An Easy to Understand Guide to ERP Implementation
Considering an ERP implementation? Enterprise resource planning software touches every aspect of an organization, integrating internal and external management information. Choosing cloud computing enterprise resource management software might be the best solution. What do you need to know for a smooth implementation?
Reasons for choosing the cloud
ERP implementations can take three forms: in-house, on-site vendor, or cloud vendor. The in-house solution requires the resources to develop your own custom ERP solution. Very few enterprises have the expertise to even attempt such an effort, even if it best fits your business practices.

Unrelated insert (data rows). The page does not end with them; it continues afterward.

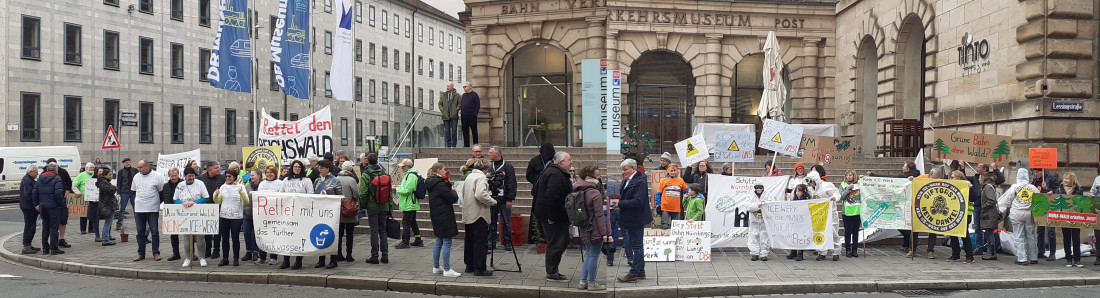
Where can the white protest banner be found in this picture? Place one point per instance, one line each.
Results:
(178, 161)
(693, 240)
(729, 220)
(659, 249)
(296, 224)
(200, 219)
(781, 138)
(886, 202)
(311, 134)
(800, 224)
(735, 146)
(692, 150)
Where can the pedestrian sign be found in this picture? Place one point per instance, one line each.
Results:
(110, 141)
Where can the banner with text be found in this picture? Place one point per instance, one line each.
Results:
(726, 207)
(311, 134)
(296, 224)
(800, 224)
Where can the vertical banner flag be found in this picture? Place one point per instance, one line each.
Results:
(341, 75)
(296, 224)
(594, 98)
(290, 47)
(298, 139)
(735, 146)
(231, 56)
(886, 202)
(939, 207)
(614, 110)
(726, 207)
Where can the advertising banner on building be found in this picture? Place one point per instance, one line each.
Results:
(296, 224)
(311, 134)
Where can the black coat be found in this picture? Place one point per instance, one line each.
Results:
(441, 200)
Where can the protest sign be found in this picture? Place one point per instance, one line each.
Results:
(1043, 157)
(261, 157)
(178, 161)
(735, 146)
(725, 207)
(692, 150)
(1066, 211)
(693, 240)
(781, 138)
(886, 202)
(832, 152)
(939, 207)
(200, 219)
(802, 224)
(975, 147)
(311, 134)
(659, 249)
(296, 224)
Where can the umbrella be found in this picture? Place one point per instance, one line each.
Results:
(774, 91)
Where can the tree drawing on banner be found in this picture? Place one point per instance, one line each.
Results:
(1001, 152)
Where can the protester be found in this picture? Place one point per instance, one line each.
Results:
(409, 205)
(1020, 217)
(550, 210)
(441, 199)
(475, 211)
(26, 203)
(635, 214)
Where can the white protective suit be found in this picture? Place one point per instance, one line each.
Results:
(826, 190)
(1016, 203)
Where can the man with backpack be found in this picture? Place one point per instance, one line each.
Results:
(375, 189)
(553, 186)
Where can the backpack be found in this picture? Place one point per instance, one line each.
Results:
(575, 208)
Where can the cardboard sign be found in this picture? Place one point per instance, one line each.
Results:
(1043, 157)
(974, 147)
(200, 219)
(781, 138)
(832, 152)
(735, 146)
(693, 240)
(296, 224)
(692, 150)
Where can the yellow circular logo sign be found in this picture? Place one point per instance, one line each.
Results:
(939, 206)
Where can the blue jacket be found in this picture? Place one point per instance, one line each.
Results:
(48, 191)
(634, 202)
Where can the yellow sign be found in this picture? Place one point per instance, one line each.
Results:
(939, 207)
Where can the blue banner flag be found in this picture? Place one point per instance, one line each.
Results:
(290, 47)
(231, 56)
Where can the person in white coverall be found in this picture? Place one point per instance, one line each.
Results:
(758, 234)
(1019, 198)
(826, 190)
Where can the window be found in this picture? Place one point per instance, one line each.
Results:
(177, 10)
(146, 56)
(72, 119)
(145, 117)
(110, 50)
(31, 118)
(177, 61)
(32, 39)
(205, 125)
(177, 123)
(204, 64)
(230, 127)
(205, 13)
(145, 6)
(328, 42)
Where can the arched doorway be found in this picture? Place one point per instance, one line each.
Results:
(539, 109)
(662, 98)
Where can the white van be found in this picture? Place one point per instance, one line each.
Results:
(14, 162)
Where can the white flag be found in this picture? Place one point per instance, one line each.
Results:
(340, 76)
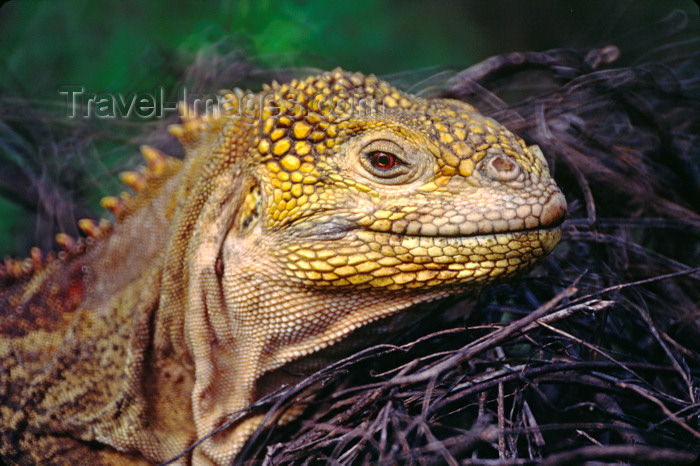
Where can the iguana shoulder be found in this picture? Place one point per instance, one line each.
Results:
(298, 215)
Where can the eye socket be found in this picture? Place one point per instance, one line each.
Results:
(383, 160)
(387, 159)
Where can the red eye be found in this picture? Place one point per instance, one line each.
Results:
(383, 160)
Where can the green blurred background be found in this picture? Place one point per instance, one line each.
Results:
(132, 46)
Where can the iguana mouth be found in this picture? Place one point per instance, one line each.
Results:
(528, 218)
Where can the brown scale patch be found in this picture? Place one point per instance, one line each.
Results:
(43, 302)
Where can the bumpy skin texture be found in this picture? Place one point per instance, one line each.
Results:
(296, 217)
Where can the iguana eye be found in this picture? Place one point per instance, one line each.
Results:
(383, 160)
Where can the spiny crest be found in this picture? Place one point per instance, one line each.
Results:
(158, 165)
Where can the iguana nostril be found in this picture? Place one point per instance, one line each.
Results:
(502, 168)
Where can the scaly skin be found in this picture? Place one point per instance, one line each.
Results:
(281, 232)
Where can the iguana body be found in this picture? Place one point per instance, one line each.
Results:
(328, 204)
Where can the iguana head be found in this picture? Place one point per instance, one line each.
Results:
(360, 186)
(319, 206)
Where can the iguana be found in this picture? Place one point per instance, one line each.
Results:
(297, 216)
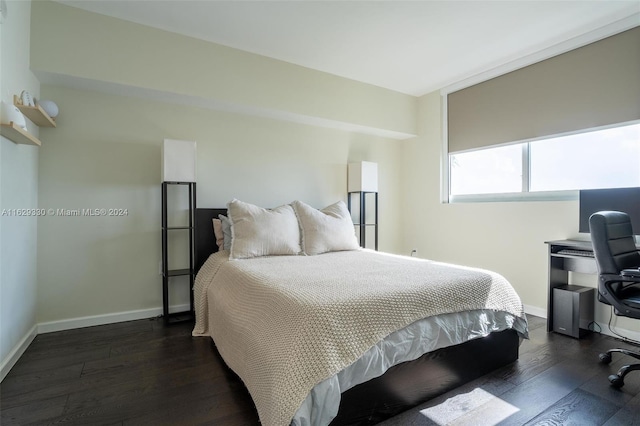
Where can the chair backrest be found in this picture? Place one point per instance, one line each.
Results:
(613, 243)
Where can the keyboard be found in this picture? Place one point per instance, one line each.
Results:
(572, 252)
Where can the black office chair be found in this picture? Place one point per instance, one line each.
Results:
(618, 263)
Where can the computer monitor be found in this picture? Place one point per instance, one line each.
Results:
(619, 199)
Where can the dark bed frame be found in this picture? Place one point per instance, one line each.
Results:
(410, 383)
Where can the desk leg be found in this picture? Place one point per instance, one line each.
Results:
(557, 277)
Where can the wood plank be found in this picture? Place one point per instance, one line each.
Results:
(143, 372)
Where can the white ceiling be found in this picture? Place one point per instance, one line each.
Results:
(413, 47)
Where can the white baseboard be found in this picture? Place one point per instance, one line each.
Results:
(69, 324)
(16, 352)
(604, 328)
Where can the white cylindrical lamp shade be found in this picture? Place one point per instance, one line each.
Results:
(362, 177)
(178, 161)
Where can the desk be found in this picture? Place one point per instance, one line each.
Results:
(567, 256)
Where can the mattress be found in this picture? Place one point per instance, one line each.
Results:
(299, 330)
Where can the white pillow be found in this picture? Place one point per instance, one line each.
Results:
(329, 229)
(261, 232)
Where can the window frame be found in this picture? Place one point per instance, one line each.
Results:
(525, 194)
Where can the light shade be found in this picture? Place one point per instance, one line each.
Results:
(178, 161)
(362, 177)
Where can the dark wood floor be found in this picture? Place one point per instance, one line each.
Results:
(141, 372)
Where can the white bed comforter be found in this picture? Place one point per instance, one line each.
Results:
(285, 324)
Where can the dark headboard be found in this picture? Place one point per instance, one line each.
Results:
(205, 239)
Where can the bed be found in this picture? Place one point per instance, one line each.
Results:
(342, 365)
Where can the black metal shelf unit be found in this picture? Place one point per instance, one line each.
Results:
(167, 273)
(360, 222)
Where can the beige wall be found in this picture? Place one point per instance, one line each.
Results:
(18, 190)
(507, 237)
(105, 153)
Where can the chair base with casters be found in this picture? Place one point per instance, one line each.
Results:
(618, 262)
(617, 380)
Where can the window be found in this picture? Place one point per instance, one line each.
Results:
(605, 158)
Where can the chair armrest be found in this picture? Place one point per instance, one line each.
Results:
(606, 291)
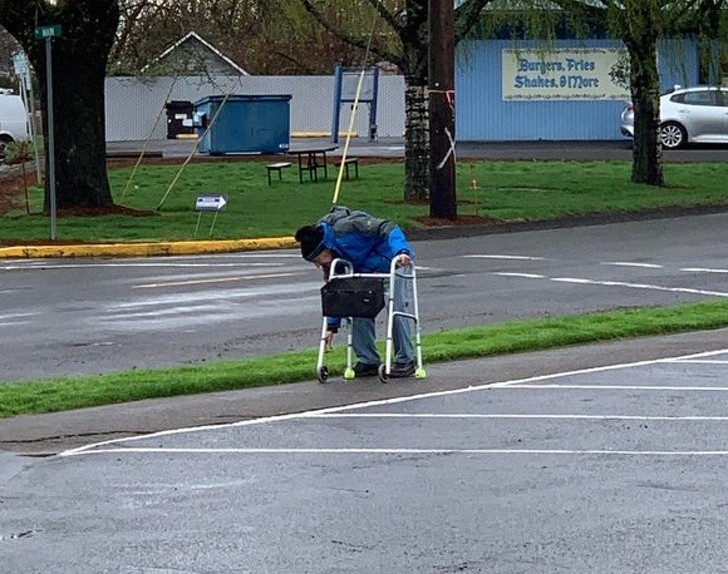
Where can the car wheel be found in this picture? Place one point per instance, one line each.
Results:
(673, 135)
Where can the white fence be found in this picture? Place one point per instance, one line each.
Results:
(135, 105)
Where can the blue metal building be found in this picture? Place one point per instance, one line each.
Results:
(571, 90)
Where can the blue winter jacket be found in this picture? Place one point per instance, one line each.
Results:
(367, 242)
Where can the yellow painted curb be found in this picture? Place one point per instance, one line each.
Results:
(146, 249)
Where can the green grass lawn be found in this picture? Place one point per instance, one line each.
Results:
(518, 336)
(505, 191)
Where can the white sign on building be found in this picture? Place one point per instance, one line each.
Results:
(565, 74)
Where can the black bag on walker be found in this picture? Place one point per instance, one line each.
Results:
(353, 297)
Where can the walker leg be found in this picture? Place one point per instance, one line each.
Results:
(349, 371)
(420, 372)
(322, 371)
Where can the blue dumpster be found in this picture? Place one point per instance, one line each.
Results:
(245, 124)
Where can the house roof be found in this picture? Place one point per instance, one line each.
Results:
(189, 40)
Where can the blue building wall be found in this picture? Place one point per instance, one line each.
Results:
(481, 113)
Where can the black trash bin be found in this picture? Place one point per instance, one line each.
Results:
(179, 118)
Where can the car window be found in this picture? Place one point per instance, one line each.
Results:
(699, 98)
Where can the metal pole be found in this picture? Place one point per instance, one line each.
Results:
(51, 138)
(441, 83)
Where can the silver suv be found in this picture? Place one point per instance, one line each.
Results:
(688, 115)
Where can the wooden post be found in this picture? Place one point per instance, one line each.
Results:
(441, 82)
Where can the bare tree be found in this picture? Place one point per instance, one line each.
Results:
(399, 35)
(79, 68)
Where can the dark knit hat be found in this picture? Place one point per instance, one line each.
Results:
(311, 238)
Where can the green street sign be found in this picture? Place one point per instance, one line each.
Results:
(52, 31)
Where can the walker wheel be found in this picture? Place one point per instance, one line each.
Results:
(382, 371)
(322, 374)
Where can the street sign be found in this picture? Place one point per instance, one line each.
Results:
(210, 203)
(52, 31)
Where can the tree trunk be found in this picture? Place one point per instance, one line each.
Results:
(79, 59)
(643, 18)
(417, 144)
(645, 90)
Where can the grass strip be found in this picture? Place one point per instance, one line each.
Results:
(53, 395)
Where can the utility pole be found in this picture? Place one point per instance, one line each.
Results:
(441, 83)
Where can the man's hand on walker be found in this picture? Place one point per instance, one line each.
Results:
(329, 341)
(403, 260)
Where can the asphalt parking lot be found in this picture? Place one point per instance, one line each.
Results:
(615, 468)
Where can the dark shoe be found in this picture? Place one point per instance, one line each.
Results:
(365, 370)
(402, 370)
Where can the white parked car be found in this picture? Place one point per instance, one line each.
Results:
(688, 115)
(13, 120)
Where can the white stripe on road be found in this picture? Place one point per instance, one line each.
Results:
(525, 275)
(703, 270)
(513, 257)
(515, 383)
(520, 416)
(646, 286)
(216, 280)
(628, 264)
(402, 451)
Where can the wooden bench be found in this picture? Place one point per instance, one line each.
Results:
(346, 163)
(277, 167)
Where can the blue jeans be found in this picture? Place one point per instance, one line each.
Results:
(364, 335)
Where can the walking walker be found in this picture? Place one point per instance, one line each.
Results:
(347, 295)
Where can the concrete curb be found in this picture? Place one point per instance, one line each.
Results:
(145, 249)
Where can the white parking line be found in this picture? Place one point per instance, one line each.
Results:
(407, 451)
(517, 416)
(646, 286)
(514, 384)
(513, 257)
(631, 264)
(524, 275)
(703, 270)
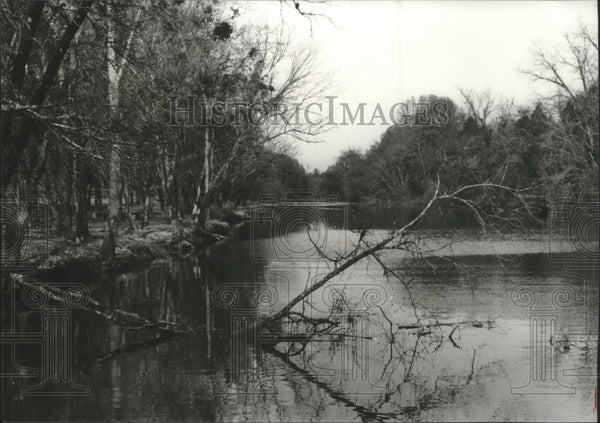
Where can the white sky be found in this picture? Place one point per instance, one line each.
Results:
(388, 51)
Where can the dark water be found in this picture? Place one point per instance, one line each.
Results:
(479, 337)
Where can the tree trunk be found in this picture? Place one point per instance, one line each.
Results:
(114, 173)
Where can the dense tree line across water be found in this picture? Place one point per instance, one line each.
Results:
(88, 124)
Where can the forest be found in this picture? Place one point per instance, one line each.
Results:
(87, 125)
(139, 143)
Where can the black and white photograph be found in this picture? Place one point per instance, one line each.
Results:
(299, 211)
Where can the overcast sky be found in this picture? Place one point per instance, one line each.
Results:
(388, 51)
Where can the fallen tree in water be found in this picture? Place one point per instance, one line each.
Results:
(401, 239)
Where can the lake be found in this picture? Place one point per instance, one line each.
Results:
(479, 327)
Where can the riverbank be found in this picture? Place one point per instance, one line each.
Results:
(59, 257)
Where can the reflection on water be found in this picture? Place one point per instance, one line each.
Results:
(479, 337)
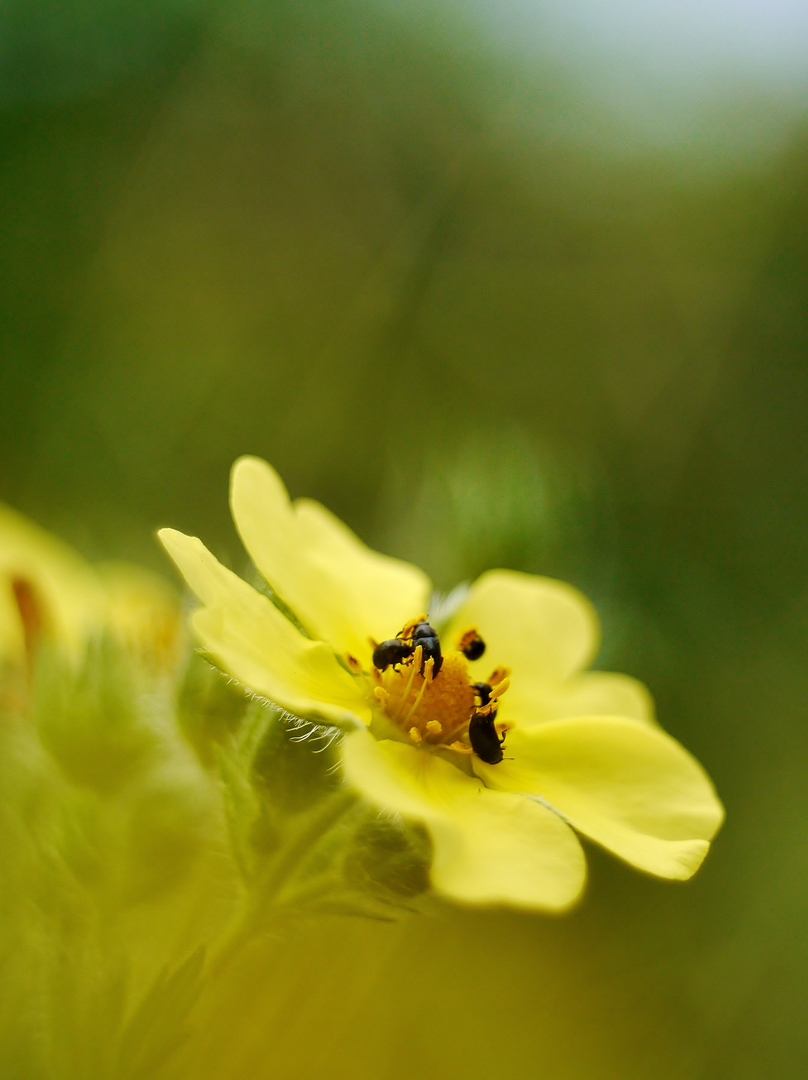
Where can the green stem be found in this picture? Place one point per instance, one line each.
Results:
(293, 854)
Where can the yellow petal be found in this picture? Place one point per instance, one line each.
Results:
(592, 693)
(627, 785)
(57, 580)
(144, 612)
(252, 640)
(341, 591)
(488, 847)
(542, 630)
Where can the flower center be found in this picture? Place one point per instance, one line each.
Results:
(429, 694)
(431, 709)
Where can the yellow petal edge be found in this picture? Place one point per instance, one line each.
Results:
(251, 639)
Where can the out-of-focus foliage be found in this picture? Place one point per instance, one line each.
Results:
(357, 244)
(157, 826)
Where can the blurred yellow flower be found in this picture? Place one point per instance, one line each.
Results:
(48, 591)
(428, 710)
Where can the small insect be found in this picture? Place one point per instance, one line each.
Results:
(485, 740)
(471, 644)
(427, 637)
(391, 652)
(483, 690)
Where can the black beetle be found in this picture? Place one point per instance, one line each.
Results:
(471, 645)
(485, 740)
(393, 651)
(427, 637)
(483, 690)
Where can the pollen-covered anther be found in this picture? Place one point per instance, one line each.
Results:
(471, 644)
(499, 689)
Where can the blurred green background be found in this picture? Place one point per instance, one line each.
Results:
(500, 287)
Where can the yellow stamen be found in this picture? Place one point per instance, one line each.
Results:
(498, 675)
(459, 747)
(427, 679)
(417, 658)
(499, 689)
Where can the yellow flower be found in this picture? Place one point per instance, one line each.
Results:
(49, 592)
(427, 713)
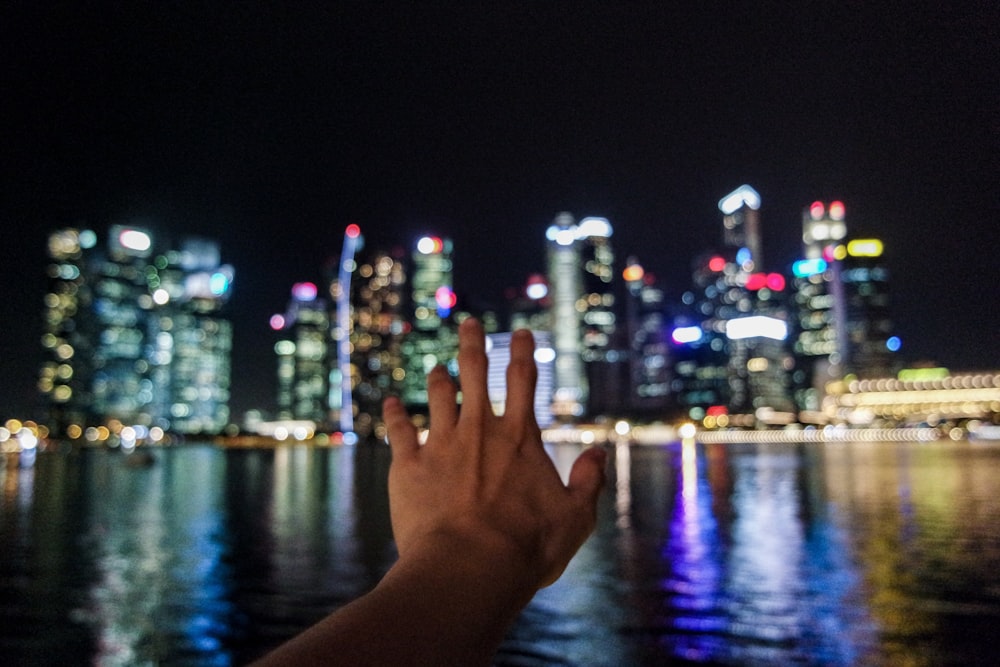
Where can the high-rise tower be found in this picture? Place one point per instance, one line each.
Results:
(432, 339)
(133, 333)
(584, 326)
(841, 295)
(303, 356)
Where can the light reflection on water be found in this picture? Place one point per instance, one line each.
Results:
(837, 554)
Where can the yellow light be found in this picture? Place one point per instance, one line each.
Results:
(633, 273)
(864, 248)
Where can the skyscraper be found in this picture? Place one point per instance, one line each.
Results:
(303, 356)
(378, 328)
(433, 338)
(649, 361)
(132, 333)
(842, 303)
(584, 323)
(731, 357)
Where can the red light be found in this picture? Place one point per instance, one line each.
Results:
(444, 297)
(816, 210)
(756, 281)
(430, 245)
(304, 291)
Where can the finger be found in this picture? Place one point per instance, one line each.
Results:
(441, 394)
(586, 477)
(522, 376)
(401, 432)
(472, 368)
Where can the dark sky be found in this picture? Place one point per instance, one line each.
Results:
(271, 126)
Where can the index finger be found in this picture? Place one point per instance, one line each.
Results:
(522, 375)
(472, 367)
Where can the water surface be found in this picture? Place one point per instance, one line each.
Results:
(836, 554)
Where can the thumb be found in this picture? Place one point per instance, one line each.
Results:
(587, 475)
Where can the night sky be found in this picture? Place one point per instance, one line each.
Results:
(271, 127)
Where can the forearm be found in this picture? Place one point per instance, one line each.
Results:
(437, 606)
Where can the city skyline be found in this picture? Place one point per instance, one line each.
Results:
(272, 132)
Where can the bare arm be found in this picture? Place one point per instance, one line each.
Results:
(481, 519)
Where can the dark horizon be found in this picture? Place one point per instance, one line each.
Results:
(270, 130)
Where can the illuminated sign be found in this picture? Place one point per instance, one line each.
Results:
(738, 198)
(430, 245)
(756, 326)
(685, 335)
(588, 228)
(837, 210)
(923, 374)
(817, 210)
(633, 273)
(133, 239)
(809, 267)
(864, 248)
(304, 291)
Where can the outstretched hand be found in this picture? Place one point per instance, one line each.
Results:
(484, 482)
(481, 518)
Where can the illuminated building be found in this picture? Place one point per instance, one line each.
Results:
(842, 305)
(132, 334)
(532, 308)
(303, 357)
(433, 338)
(730, 356)
(377, 332)
(918, 395)
(498, 354)
(191, 344)
(649, 368)
(741, 224)
(584, 326)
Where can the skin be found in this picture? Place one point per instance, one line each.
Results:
(481, 519)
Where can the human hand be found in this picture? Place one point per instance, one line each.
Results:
(483, 487)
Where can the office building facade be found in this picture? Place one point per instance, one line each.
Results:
(133, 334)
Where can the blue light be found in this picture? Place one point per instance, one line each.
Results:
(218, 284)
(809, 267)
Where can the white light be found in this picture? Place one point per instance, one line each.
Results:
(593, 227)
(545, 355)
(133, 239)
(687, 334)
(536, 291)
(756, 326)
(426, 245)
(741, 196)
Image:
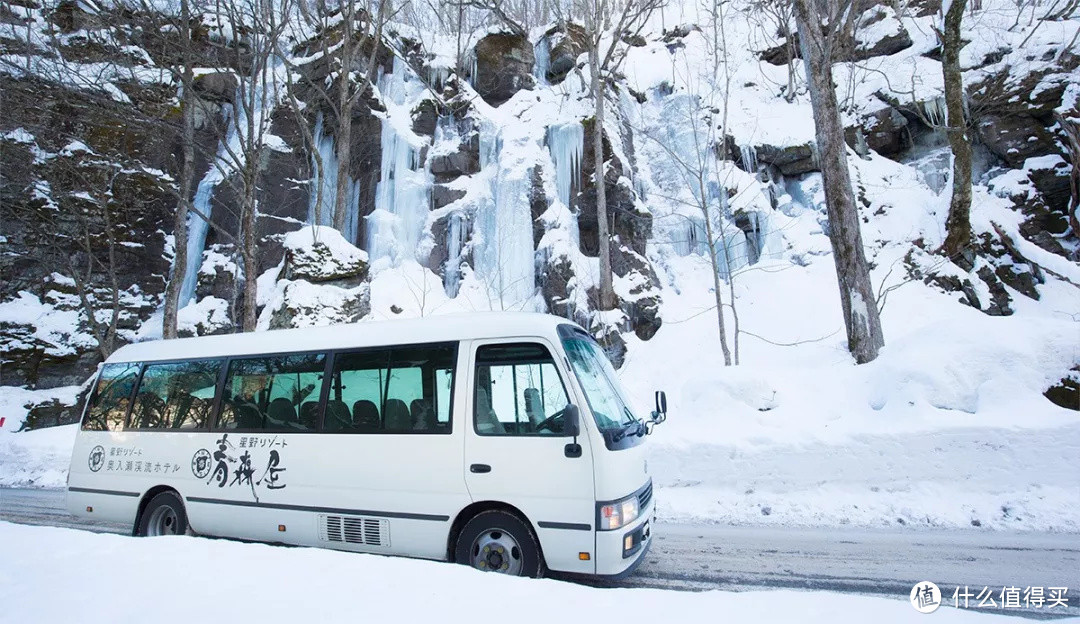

Traditionally, enterprise resource management software obtained from a vendor has been installed in-house. However, keeping up with the latest updates and providing hardware to maintain the system are ongoing concerns. Your staff generally has the responsibility for installing and customizing new versions, as well as purchasing and maintaining the necessary hardware.
Outsourcing ERP to the cloud allows easy access the latest version without the capital outlay for equipment or inundating IT staff with upgrades. A cloud ERP implementation frees resources that can be redirected to the core business.
An ERP implementation can be accomplished through one of three strategies, or a combination of two or the three. These strategies are:
- Big bang – The implementation happens in a single instance when all users move to the new system on a predetermined date.
- Phased rollout – The implementation occurs over an extended period of time with users moving onto the new system in a series of steps. This is often accomplished by module, by department, or by geography (different branch offices).
- Parallel Adoption – The implementation runs side-by-side with the existing system while users learn the new system.
Each strategy has advantages and disadvantages. Big bang is quicker but lacks an obvious fail-safe if problems are encountered after the implementation. An initial dip in organizational productivity often accompanies a big bang implementation as users learn the new system. Phased rollout offers more security when difficulties are encountered, but requires more time and resources. Parallel adoption takes the greatest amount of resources. Choosing the right strategy depends on the needs and resources of your organization.
Implementation best practices
Two key ingredients will enable a smooth ERP implementation. First, you need an implementation team consisting of end users, vendor representatives, and IT staff. Involving all stakeholders early in the process will reduce the number of unforeseen complications during and after implementation.
Second, communicate throughout your organization. Getting buy-in from the executive level on down is vital for success. Executives must understand how enterprise resource management software will transform the business, while others in the organization must understand how the ERP implementation will improve their workflow capabilities.